Myślcie sobie co chcecie, ale ja miałam przeogromną frajdę patrząc na Wasze zaangażowanie. Foka, panda, foka, panda – to tak jakby dorośli zrzucili swoje poważne maski i zaczęli bawić się na równi z dziećmi. I właśnie o to chodzi! Kto poznał się na prawdziwym celu tego projektu i zaczął czerpać radość z rysowania, ten na efekty nie będzie musiał długo czekać.
I wcale nie mam tu na myśli idealnego psa, wróbla, czy foki. To przyjdzie z czasem, czy chcecie czy nie, bo rysowanie to tylko kwestia praktyki. W tym wszystkim najważniejsze jest Wasze dobre samopoczucie.

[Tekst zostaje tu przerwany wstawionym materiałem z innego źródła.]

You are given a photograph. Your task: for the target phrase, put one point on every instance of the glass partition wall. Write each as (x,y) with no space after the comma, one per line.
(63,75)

Ludzie nie dlatego przestają się bawić, że się starzeją, lecz starzeją się, bo przestają się bawić.
Mark Twain
Rysując możemy dać upust negatywnym emocjom, poprawić pamięć i koncentracje, pobudzić naszą kreatywność. Musimy tylko to polubić i dobrze się bawić! I właśnie dlatego dostajecie ode mnie karty. Każdy z nas lubi to uczucie, gdy coś nam się udaje. Automatycznie zyskujemy +100 punktów do dobrego samopoczucia i lepszej samooceny. Nieraz samo przekonanie, że czegoś nie potrafimy wystarczy, żebyśmy nawet nie spróbowali. Co innego, gdy ktoś nas poprowadzi i pokaże jak zacząć ;)
Foka to dobry wybór
Jest trochę jak pies, trochę jak kot, ma też coś z wróbla. Tak, foka to bardzo dobry wybór, bo powtarzalność elementów jest kwestią kluczową w procesie doskonalenia i zapamiętywania. Cały czas głowię się nad tym, jakby Wam to całe rysowanie jeszcze bardziej ułatwić. Zmodyfikowałam delikatnie kolejność poszczególnych kroków. Waszym zadaniem jest porównać fokę z wróblem i ocenić, który schemat jest dla Was łatwiejszy. Najpierw oczy? Czy najpierw głowa? Takie oto egzystencjalne dylematy muszą rozstrzygać dorośli ludzie, którzy chcą rysować i czerpać z tego frajdę :) Napiszcie o tym w komentarzach lub bezpośrednio do mnie: blog.mamarak@gmail.com
Bawcie się dobrze, cieszcie się małymi sukcesami i zarażajcie radością twórczą swoje dzieci!
2 odpowiedzi na “Foka. Jak narysować fokę? Rodzic na warsztat”
Najpierw oczy!!! Jak narysuje głowę, to potem mi się w niej nie mieści cała mordka :)
Hmm, widzę, że zadania są bardzo podzielone. Każdy ma swój ulubiony sposób :) Zachęcam Was do takich prób. Eksperymentujcie i zmieniajcie kolejność – tu zaczyna się kreatywność!